Gespräche und Gewehre
Da war als Erstes die gepflegte klassisch-liberale Gesellschaft, mit Dinner im Palmenhaus, geschmorten Kalbsbäckchen, Anzügen, Abendkleidern, höflich, kultiviert, intelligent. Es gab Musik, Vorträge, Bücher, Preise für geistige Leistungen, es gab den rationalen Durchblick in zahlreichen intelligenten Gesprächen.
Diese Leute verstehen am besten von allen, wie eine Wirtschaft und wie eine Gesellschaft funktionieren. Sie erkennen, dass es nur zwei Sorten gesellschaftlicher Interaktion gibt: Tausch oder Raub. Und das heißt: entweder freiwillig oder unter Androhung und Anwendung von Gewalt. Niemand sonst ist so klarsichtig wie diese Freunde der Freiheit.
Aber ohne Konsequenz. Stattdessen leben sie den Kompromiss und verteidigen ausgerechnet den demokratischen Verfassungsstaat westlicher Prägung, der den Bürgern in der Realität scheibchenweise die Freiheit und das Eigentum raubt.

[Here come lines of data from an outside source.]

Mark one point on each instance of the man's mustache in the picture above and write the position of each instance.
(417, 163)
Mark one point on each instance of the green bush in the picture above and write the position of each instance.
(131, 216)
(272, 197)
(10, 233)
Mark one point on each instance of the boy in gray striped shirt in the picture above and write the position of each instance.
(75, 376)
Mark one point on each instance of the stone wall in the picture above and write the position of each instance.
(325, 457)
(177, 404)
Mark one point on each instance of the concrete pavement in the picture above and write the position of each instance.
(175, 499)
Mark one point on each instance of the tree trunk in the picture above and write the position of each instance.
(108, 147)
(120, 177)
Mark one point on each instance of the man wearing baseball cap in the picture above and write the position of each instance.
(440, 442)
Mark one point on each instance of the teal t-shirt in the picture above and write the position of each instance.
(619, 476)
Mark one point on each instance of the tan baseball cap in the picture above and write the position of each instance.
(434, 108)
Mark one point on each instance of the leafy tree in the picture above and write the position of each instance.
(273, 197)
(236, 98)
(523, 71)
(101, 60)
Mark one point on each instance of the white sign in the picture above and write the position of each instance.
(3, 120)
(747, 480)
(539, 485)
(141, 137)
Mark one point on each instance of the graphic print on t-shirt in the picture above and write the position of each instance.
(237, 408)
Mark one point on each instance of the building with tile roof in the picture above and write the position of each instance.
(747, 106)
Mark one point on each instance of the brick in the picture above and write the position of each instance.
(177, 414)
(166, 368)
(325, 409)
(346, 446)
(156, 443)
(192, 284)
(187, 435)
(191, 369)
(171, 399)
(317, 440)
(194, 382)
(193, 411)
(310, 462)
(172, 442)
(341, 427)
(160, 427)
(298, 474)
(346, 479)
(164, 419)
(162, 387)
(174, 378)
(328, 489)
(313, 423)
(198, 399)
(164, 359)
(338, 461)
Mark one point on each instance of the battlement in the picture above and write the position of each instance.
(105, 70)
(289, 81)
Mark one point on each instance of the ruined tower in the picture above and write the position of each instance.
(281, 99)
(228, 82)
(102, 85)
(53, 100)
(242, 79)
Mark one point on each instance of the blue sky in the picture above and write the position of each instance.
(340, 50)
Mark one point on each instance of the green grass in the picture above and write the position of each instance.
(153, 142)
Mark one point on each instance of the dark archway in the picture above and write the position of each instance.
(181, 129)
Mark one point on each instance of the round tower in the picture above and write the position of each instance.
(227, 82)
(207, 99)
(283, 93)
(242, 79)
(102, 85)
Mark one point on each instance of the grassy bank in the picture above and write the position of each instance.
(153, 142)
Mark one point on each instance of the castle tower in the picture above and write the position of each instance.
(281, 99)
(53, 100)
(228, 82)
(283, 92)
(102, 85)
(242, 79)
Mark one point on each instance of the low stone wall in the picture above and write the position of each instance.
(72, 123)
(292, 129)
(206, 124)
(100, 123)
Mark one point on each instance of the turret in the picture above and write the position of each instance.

Sie verteidigen das politische System, in dem die Mehrheit der Etatisten die Minderheit der Freiheitsliebenden schon heute tyrannisiert.
Sie sehen klar, dass unsere Gesellschaft nicht auf Freiwilligkeit und Freiheit gründet, sondern auf Zwang und Gewalt, aber das findet nur im Rationalen, Intellektuellen, nur mit Worten statt.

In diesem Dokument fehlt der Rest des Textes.